Melhor que o previsto

A Lei de Diretrizes Orçamentárias de 2023 foi aprovada pelo Congresso Nacional prevendo novos déficits para o Governo Central nos anos à frente. No próximo, um rombo de R$ 65,9 bilhões, seguido de um saldo negativo de R$ 27,9 bilhões em 2024. Apenas em 2025, as contas federais voltariam para o azul, com superávit de R$ 33,7 bilhões.

No último Relatório de Acompanhamento Fiscal (RAF), a projeção da IFI para o déficit primário de 2022 passou de R$ 49,9 bilhões para R$ 40,9 bilhões. A instituição projeta um superávit de R$ 1,4 bilhão para o ano que vem, mas esse desempenho tende a piorar em decorrência da desaceleração da economia global.

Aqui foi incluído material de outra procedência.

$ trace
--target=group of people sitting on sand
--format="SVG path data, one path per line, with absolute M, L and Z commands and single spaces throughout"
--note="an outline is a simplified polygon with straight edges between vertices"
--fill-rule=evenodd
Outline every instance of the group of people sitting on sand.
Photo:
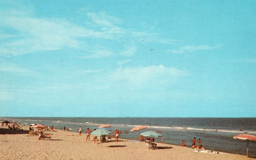
M 201 139 L 200 138 L 198 140 L 198 145 L 196 145 L 196 137 L 194 137 L 194 139 L 191 141 L 192 143 L 192 148 L 194 149 L 203 149 L 203 145 L 202 145 L 202 142 Z M 182 140 L 181 142 L 181 146 L 182 147 L 187 147 L 187 145 L 185 144 L 185 140 Z
M 148 145 L 150 145 L 154 149 L 156 148 L 157 144 L 156 143 L 153 143 L 155 141 L 154 137 L 146 137 L 146 141 L 145 142 L 147 143 Z

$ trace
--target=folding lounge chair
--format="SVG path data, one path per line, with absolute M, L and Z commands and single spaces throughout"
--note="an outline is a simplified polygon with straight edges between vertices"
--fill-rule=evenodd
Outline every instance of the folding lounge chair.
M 108 142 L 108 140 L 110 139 L 111 140 L 111 136 L 109 135 L 106 135 L 106 142 Z
M 151 142 L 147 142 L 147 143 L 145 143 L 145 144 L 148 146 L 148 149 L 152 149 L 153 148 Z

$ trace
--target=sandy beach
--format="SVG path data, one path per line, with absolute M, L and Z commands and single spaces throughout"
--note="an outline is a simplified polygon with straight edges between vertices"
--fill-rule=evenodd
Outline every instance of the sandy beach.
M 157 142 L 158 149 L 149 149 L 145 142 L 122 139 L 122 134 L 118 142 L 112 138 L 107 143 L 95 144 L 91 135 L 90 141 L 86 142 L 84 133 L 79 136 L 78 133 L 55 130 L 44 132 L 52 135 L 51 138 L 39 140 L 38 136 L 30 135 L 28 131 L 0 128 L 0 159 L 246 159 L 244 156 L 217 154 L 218 151 L 203 153 L 205 150 L 198 152 L 191 148 Z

"Existe agora um risco de recessão para 2023. Também é preciso saber se o próximo governo irá conseguir reduzir os auxílios a partir de janeiro ou se manterá o novo patamar de pagamentos - dentro ou fora do teto de gastos. Também persiste a pressão por reajustes do funcionalismo no ano que vem. E, olhando para o médio prazo, há a questão do passivo de precatórios que deverão voltar a ser pagos integralmente a partir de 2027, colocando outro risco para se obter primários positivos naqueles anos", alerta Vilma.

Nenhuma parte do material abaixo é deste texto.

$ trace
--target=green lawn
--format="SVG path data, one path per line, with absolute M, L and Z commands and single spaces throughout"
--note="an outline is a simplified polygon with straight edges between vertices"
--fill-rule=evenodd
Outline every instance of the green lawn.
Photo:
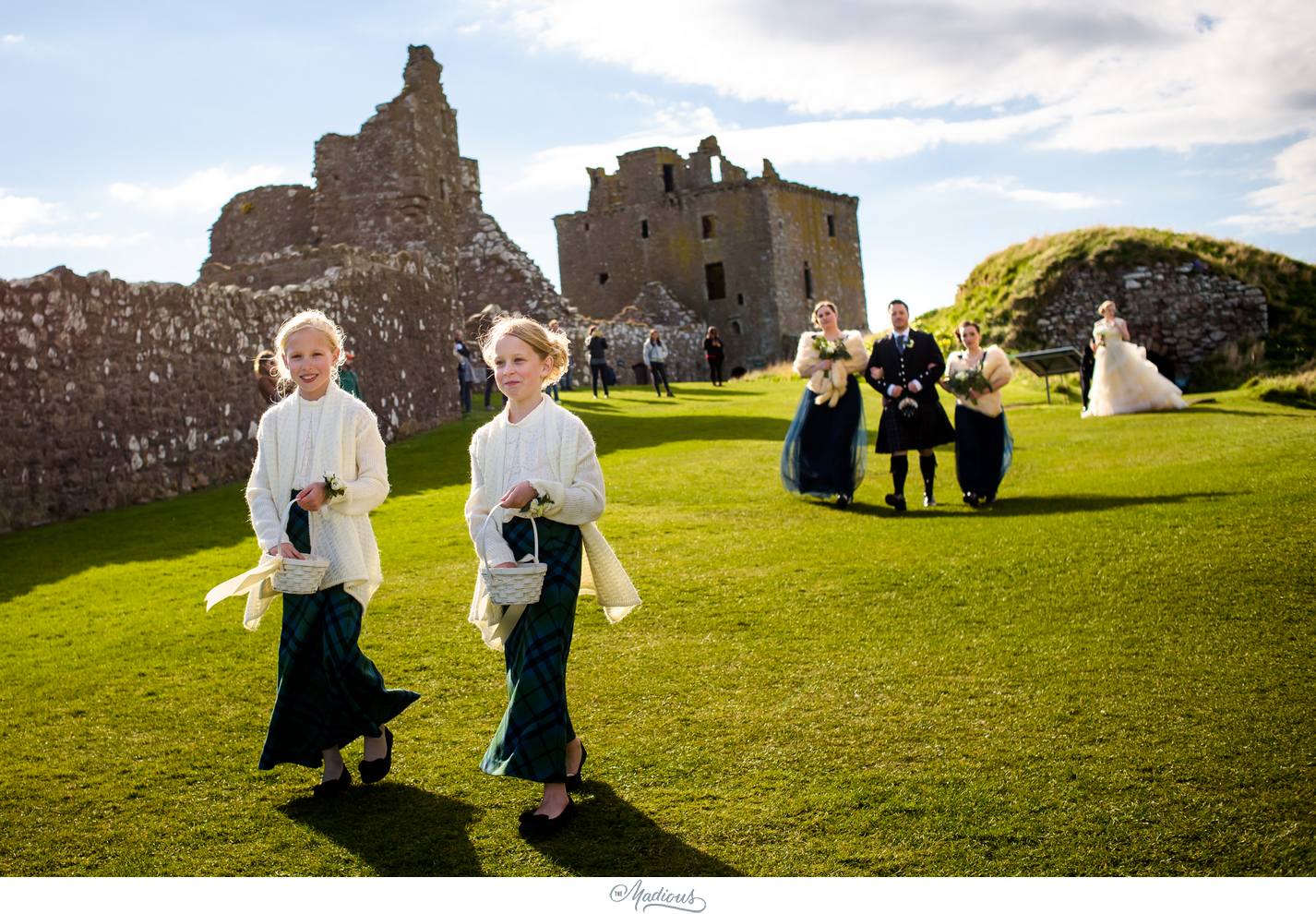
M 204 611 L 255 558 L 240 486 L 0 537 L 0 873 L 1316 874 L 1316 412 L 1080 421 L 1017 385 L 998 506 L 948 452 L 946 504 L 895 516 L 871 454 L 849 512 L 782 491 L 799 392 L 567 395 L 645 605 L 582 601 L 586 794 L 540 846 L 534 786 L 478 770 L 471 420 L 390 449 L 362 644 L 422 698 L 390 780 L 330 803 L 255 770 L 278 608 Z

Já Juliana chama a atenção para o desalinhamento entre as políticas monetária e fiscal. Enquanto o Banco Central pisa no freio para conter a inflação, a economia e a política do próximo governo devem continuar pisando no acelerador das despesas.

"Os benefícios têm méritos, são bem focalizados, mas, antes de tomar essa decisão, o governo já havia optado por soluções erradas que renovam o estresse fiscal. Estamos há anos em situação constante de preocupação fiscal, mesmo com o bom resultado deste ano. Basta olhar o alto custo de emissão da dívida. O mercado já está vendo que os números não são sustentáveis no longo prazo", avalia.

Recuperação

Soluço ou não, integrantes da equipe econômica defendem que é "inegável" que o resultado de 2022 demonstra uma recuperação surpreendente nas contas federais. "Não podemos negar a acentuada melhora do resultado primário, tendo em vista que a previsão de déficit, conforme a meta estabelecida para este ano, é de R$ 170 bilhões", disse uma fonte ao Broadcast.

Além da arrecadação "surpreendente", auxiliares de Paulo Guedes também atribuem ao teto de gastos parte do resultado, já que, mesmo com furos para acomodar precatórios e benefícios em ano eleitoral, a regra foi responsável por segurar o crescimento de despesas como a de pessoal, custeio e investimentos.

A avaliação é que grande parte dessa arrecadação é estrutural, ou seja, continuará em alta nos próximos anos. Mas o que o garantirá uma trajetória fiscal sustentável é justamente a manutenção do teto e a criação de novas receitas.

Uma das principais "bombas" à vista é a manutenção do Auxílio Brasil em R$ 600, prometida tanto pelo ex-presidente Luiz Inácio Lula da Silva, que está em primeiro lugar nas pesquisas, quanto pelo segundo colocado, o atual presidente Jair Bolsonaro. "Não tem mágica. Há um limite para aumento de despesa obrigatória, se ultrapassá-lo, começa a gerar problema", completa a fonte.